LONDON - A two-year spell of jobs growth across British factories came to an end last month as manufacturing activity expanded at a slower pace, a survey showed, suggesting the sector is unlikely to boost economic growth much this quarter.
The Markit/CIPS UK Manufacturing Purchasing Managers’ Index PMI) fell in August to 51.5 from 51.9 in July, confounding expectations for a rise to 52.0.
While still holding above the 50 threshold for growth, the survey underlined Britain’s reliance on its services sector and big-spending consumers to drive the economy.
There were mixed signals for the manufacturing outlook. New orders came in at the fastest pace in five months but export orders continued to contract, while backlogs of work shrank at the fastest pace since March 2013.
And the PMI’s jobs index fell below 50 for the first time since April 2013, adding to recent signs Britain’s labour market has cooled off after a two-year strong run.
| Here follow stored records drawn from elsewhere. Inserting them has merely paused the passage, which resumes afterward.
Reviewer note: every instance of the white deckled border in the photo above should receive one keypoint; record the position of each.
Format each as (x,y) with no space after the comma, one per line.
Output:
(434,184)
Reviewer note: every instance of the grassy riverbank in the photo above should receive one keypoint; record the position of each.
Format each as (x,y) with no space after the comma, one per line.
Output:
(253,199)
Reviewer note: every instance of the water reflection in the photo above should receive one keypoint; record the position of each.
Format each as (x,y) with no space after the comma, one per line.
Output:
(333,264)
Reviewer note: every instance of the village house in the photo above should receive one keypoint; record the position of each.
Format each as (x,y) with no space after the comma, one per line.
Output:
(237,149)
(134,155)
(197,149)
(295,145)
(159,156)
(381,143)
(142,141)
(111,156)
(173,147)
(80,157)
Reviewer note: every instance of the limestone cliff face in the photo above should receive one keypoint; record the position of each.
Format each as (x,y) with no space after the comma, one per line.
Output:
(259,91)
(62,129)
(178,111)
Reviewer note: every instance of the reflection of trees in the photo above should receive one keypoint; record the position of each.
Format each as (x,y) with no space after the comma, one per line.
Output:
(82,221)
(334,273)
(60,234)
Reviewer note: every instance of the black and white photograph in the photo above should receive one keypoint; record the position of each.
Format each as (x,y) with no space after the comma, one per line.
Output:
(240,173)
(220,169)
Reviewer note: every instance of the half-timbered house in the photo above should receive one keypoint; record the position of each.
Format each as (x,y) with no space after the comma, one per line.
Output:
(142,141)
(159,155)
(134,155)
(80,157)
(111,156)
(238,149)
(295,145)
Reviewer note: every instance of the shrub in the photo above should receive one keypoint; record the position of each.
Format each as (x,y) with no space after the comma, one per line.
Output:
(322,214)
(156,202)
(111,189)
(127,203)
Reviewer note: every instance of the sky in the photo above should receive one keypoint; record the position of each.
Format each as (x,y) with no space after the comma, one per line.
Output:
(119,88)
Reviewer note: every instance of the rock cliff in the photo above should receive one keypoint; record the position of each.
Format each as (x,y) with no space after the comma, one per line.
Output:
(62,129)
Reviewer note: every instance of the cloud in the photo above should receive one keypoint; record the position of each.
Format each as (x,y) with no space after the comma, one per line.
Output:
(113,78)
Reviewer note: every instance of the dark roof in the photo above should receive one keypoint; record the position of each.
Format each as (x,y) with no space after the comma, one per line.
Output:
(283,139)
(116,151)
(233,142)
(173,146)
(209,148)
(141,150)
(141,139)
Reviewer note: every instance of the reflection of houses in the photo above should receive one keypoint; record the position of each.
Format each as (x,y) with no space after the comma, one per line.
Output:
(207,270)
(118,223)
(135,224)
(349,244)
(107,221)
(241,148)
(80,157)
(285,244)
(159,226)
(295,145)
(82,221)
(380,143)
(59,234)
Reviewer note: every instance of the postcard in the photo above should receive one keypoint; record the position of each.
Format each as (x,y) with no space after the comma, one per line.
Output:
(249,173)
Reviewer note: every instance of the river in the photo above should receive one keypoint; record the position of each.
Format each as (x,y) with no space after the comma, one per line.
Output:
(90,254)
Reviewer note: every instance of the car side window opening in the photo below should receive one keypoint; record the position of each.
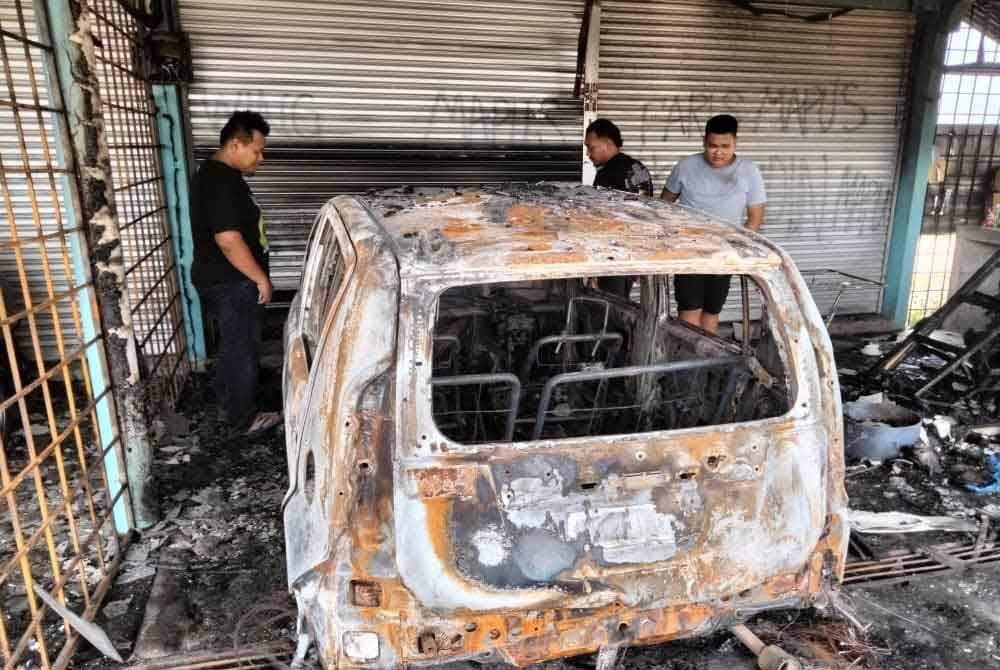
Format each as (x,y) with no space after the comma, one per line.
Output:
(324,274)
(564,358)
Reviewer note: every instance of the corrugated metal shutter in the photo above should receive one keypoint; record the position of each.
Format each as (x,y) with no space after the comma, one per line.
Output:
(374,95)
(820,107)
(38,223)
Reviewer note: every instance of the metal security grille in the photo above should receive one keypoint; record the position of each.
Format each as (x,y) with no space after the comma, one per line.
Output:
(150,270)
(967,151)
(365,95)
(820,105)
(61,495)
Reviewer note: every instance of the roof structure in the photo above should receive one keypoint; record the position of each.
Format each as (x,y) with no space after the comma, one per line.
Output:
(555,224)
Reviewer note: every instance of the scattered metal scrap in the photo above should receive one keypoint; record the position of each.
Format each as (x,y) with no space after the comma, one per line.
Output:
(904,566)
(992,486)
(970,365)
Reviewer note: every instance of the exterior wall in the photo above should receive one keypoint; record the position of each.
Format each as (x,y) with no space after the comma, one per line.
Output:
(400,92)
(820,104)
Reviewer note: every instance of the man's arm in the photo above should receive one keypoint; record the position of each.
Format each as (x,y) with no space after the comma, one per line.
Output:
(238,254)
(755,217)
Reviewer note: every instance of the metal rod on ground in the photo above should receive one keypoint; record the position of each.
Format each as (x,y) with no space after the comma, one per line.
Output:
(769,657)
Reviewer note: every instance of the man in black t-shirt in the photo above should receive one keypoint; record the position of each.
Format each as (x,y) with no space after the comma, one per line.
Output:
(230,264)
(615,169)
(619,171)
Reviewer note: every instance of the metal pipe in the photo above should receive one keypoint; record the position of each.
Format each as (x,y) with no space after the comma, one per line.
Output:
(769,657)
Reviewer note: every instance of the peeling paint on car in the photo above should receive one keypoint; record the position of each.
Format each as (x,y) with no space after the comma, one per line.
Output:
(522,550)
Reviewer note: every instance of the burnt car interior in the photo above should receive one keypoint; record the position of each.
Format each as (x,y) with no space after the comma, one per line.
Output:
(579,357)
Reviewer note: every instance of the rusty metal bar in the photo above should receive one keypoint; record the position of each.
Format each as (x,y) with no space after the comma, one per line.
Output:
(631,371)
(498,378)
(255,656)
(561,339)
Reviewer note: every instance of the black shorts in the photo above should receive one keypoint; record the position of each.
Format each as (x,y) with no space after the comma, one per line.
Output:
(704,292)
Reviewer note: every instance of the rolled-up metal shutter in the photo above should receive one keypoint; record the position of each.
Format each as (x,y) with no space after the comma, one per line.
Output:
(820,104)
(375,95)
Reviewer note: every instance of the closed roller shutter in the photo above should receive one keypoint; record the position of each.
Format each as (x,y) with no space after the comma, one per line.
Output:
(375,95)
(820,106)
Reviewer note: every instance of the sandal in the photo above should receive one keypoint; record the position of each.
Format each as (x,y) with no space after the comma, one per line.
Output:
(263,421)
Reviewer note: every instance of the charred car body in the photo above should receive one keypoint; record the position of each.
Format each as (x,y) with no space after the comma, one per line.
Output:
(503,446)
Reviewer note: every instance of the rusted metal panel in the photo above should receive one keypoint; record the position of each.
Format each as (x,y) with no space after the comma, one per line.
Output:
(529,550)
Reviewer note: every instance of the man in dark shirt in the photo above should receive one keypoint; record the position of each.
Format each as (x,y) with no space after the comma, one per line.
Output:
(230,264)
(619,171)
(615,169)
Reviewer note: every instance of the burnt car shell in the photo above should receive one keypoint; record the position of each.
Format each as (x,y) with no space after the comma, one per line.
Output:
(406,546)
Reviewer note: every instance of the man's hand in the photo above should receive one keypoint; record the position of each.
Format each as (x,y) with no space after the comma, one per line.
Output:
(238,253)
(755,217)
(264,292)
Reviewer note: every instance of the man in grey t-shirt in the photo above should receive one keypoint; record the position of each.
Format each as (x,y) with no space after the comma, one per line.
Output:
(718,182)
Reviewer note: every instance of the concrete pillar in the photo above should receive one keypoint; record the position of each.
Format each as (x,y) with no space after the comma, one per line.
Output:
(930,40)
(70,27)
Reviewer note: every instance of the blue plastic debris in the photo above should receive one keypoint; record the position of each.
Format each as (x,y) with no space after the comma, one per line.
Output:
(993,486)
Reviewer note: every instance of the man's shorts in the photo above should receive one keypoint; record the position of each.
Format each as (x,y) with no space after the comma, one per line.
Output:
(704,292)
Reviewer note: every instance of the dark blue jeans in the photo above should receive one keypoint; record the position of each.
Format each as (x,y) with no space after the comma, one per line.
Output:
(234,306)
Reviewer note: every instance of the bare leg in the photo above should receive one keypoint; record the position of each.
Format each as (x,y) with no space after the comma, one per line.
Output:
(709,322)
(692,316)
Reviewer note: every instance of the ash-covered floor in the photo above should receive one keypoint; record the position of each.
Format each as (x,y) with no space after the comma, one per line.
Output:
(217,558)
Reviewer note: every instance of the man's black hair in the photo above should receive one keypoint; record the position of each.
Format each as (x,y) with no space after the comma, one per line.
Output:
(723,124)
(605,128)
(241,126)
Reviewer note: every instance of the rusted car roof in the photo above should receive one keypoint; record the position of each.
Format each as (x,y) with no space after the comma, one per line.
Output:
(545,224)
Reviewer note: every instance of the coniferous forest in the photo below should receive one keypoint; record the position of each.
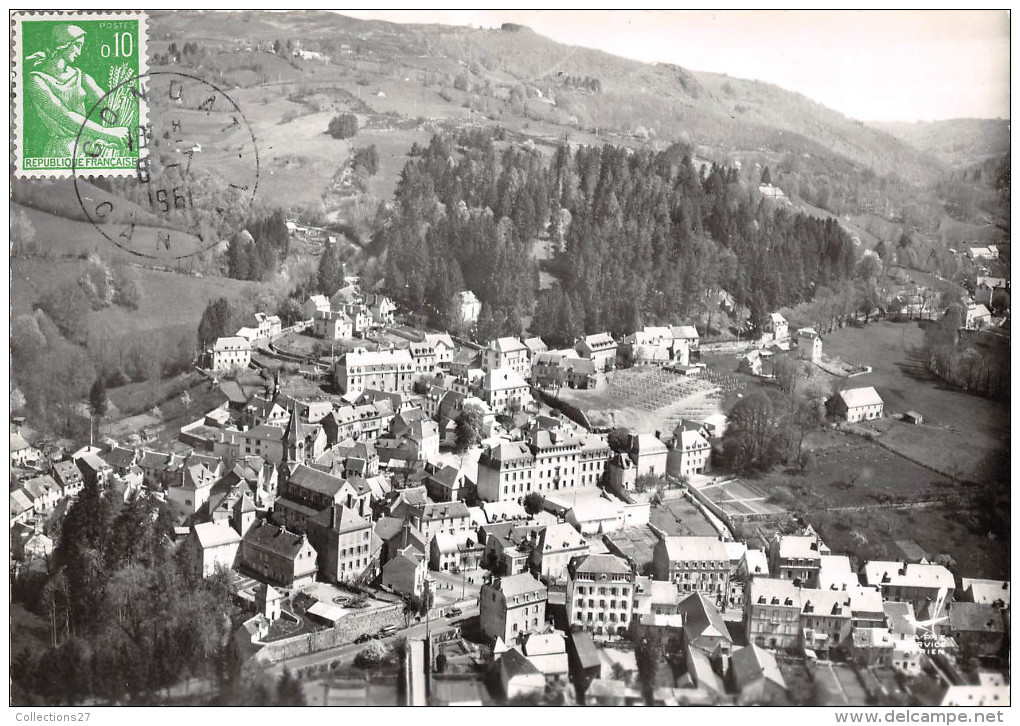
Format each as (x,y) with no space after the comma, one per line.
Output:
(639,238)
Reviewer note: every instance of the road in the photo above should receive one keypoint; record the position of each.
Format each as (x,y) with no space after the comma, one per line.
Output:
(348,652)
(416,673)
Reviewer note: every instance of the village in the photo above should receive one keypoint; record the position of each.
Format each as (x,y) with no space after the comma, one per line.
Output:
(400,502)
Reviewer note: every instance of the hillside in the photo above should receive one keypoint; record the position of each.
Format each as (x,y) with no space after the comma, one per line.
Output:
(957,142)
(661,101)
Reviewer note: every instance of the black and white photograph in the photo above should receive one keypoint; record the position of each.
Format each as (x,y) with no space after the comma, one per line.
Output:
(510,358)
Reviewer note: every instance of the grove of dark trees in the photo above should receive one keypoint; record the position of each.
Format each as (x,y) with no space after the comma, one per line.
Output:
(651,239)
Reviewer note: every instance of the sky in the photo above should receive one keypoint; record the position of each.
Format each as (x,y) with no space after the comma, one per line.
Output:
(872,65)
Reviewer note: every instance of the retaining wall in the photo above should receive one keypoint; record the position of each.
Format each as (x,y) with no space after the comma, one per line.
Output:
(346,631)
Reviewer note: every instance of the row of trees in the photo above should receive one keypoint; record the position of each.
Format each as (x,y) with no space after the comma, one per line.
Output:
(98,287)
(465,221)
(128,615)
(652,239)
(963,361)
(255,252)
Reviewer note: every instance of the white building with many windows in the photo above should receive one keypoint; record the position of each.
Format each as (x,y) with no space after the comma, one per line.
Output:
(600,593)
(228,353)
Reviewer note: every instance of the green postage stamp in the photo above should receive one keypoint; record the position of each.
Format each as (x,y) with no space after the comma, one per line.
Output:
(78,94)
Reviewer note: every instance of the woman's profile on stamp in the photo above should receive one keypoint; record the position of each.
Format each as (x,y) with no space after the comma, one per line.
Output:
(61,97)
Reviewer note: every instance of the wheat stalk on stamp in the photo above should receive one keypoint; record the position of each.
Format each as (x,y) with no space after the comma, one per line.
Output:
(120,100)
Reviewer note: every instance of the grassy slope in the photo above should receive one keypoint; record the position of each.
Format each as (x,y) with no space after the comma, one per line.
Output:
(61,237)
(957,142)
(962,429)
(168,300)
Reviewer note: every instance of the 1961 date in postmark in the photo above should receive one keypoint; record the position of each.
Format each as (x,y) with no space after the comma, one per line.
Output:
(63,64)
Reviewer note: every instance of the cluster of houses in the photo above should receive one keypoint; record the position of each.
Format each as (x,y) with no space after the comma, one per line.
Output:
(348,313)
(361,488)
(796,600)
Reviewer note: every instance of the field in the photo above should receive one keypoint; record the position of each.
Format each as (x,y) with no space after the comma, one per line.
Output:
(61,237)
(168,301)
(936,529)
(960,429)
(846,495)
(737,498)
(646,399)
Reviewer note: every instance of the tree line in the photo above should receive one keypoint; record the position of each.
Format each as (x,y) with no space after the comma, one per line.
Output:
(464,219)
(959,359)
(653,239)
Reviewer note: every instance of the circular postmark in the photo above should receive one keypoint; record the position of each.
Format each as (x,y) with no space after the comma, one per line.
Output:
(197,171)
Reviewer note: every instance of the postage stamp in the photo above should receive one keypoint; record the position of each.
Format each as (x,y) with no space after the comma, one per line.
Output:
(195,182)
(74,84)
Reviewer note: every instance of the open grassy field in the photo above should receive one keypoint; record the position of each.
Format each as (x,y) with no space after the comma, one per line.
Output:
(851,471)
(60,237)
(168,300)
(645,399)
(960,429)
(872,533)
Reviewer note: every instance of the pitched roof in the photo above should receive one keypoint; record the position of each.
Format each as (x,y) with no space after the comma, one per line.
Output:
(751,664)
(507,345)
(561,535)
(536,345)
(513,663)
(341,519)
(647,444)
(199,477)
(231,343)
(268,536)
(916,575)
(702,618)
(444,510)
(986,591)
(66,472)
(861,397)
(211,534)
(314,480)
(685,549)
(19,503)
(801,547)
(449,542)
(503,379)
(583,643)
(600,341)
(512,585)
(609,564)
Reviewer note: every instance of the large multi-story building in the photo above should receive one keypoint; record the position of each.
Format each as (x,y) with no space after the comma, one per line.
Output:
(547,461)
(228,353)
(779,614)
(797,558)
(695,564)
(512,606)
(690,454)
(275,556)
(600,349)
(600,593)
(504,390)
(506,353)
(914,583)
(772,613)
(344,542)
(392,371)
(555,546)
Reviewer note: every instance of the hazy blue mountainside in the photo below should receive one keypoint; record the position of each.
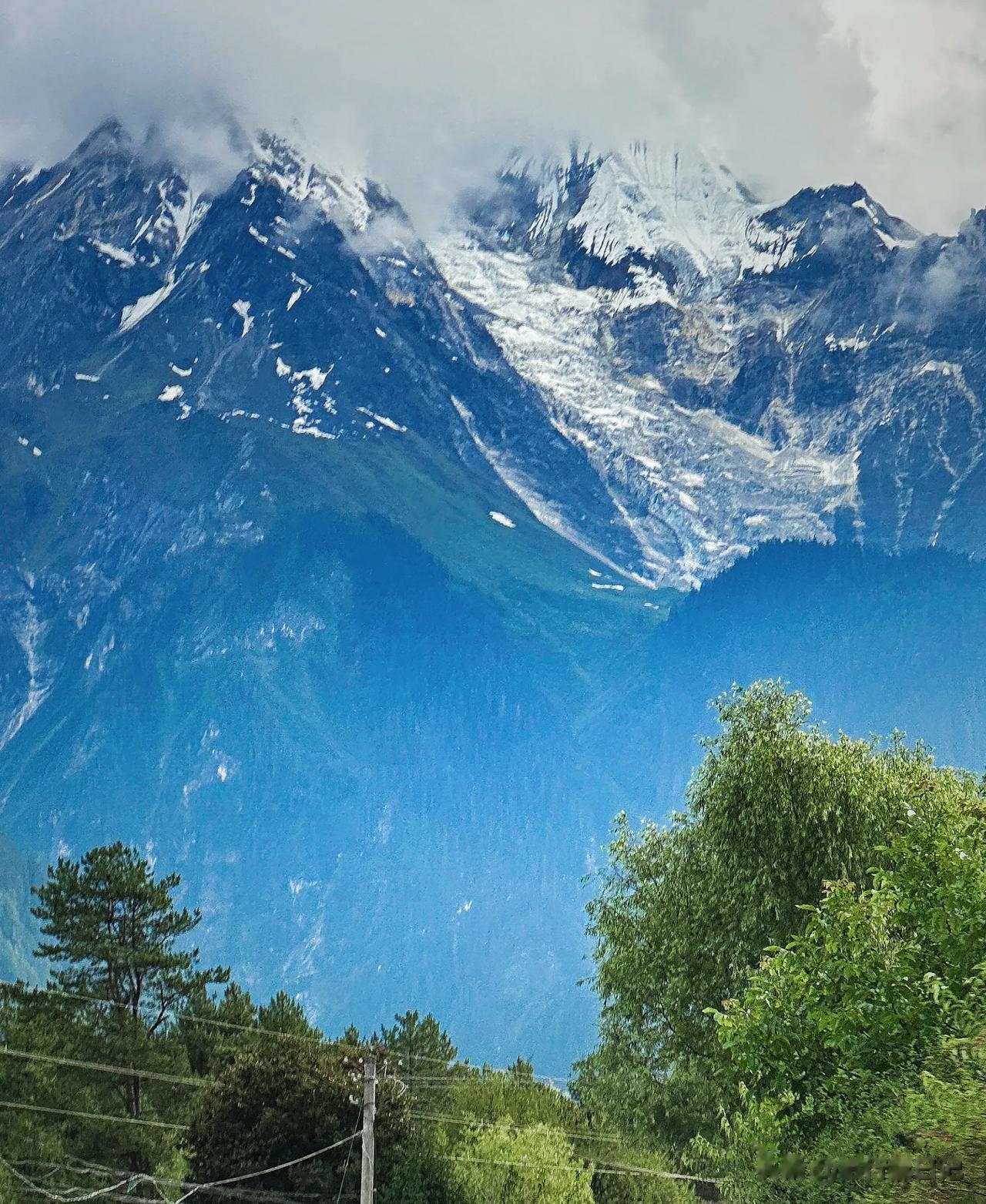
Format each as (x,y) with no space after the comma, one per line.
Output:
(327,559)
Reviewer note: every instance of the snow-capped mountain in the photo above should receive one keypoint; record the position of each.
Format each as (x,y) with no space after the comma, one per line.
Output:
(335,562)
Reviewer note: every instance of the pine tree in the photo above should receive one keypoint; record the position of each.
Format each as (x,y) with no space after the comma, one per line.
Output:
(113,934)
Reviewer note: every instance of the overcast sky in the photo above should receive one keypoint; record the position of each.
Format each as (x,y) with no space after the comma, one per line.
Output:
(430,94)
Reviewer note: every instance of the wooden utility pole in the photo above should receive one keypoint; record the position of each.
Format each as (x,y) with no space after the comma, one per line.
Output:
(369,1114)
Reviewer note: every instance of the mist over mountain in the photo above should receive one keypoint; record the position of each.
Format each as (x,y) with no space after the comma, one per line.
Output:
(353,572)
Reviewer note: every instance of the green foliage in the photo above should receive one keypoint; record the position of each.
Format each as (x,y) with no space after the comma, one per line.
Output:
(505,1165)
(283,1101)
(287,1016)
(684,911)
(861,1035)
(112,934)
(115,930)
(212,1030)
(421,1045)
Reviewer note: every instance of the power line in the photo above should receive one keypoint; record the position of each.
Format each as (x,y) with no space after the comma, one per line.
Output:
(267,1171)
(158,1180)
(565,1165)
(528,1129)
(522,1129)
(60,1196)
(348,1156)
(92,1116)
(464,1068)
(193,1186)
(129,1071)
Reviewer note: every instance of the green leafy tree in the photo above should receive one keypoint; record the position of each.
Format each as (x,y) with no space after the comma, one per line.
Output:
(845,1014)
(508,1165)
(682,911)
(283,1101)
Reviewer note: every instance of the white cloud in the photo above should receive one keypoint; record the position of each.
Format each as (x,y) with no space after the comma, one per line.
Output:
(428,96)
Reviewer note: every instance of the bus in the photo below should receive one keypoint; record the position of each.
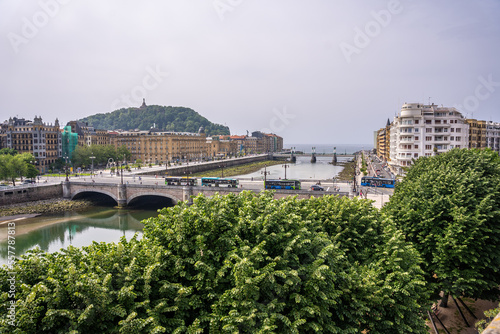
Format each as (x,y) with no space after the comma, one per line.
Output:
(370,181)
(180,181)
(282,184)
(217,182)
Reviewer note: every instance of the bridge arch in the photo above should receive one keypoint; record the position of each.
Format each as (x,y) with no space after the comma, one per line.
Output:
(79,193)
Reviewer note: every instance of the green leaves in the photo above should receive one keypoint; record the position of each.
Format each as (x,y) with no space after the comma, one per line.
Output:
(238,263)
(449,207)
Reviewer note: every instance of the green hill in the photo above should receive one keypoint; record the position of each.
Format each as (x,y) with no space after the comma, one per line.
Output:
(177,119)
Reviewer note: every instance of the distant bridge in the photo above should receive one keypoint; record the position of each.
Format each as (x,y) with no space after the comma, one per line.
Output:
(124,194)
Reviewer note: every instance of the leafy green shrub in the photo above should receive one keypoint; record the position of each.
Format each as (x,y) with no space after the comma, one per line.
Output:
(237,263)
(449,207)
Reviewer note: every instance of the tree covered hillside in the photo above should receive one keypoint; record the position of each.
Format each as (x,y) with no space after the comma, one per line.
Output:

“The UK manufacturing sector remains in a holding pattern, with production growth hovering around the stagnation mark and marginal job losses reported for the first time in 26 months,” said Rob Dobson, senior economist at survey compiler Markit.
“On this basis, the sector looks unlikely to make much of a contribution to the solid gain in broader GDP growth expected for the third quarter.”
Survey compiler Markit said worries about the health of the Chinese economy ought only to have a minimal impact on British manufacturers, given exports to China make up only a small proportion of the British total.
But it added that it was too early to say if there would be any knock-on effects.
A survey from manufacturing lobby EEF at the weekend suggested almost half of British manufacturers were worried about a possible sharp slowdown in China, with one-in-ten reviewing their business plans.
Markit said prices paid by manufacturers for raw goods and energy plunged at the fastest pace since January, suggesting little sign of inflation pressure in the pipeline from British industry.
Oil prices fell near a 6-1/2-year low last week, entrenching expectations of low inflation in advanced economies and pushing back market expectations for the first Bank of England interest
rate hike from the Bank of England deep into next year.
Last month the BoE stressed how a recent strengthening of the pound and a renewed fall in oil prices would push down inflation until at least the middle of next year, adding that the impact of a recent rise in sterling could persist even longer.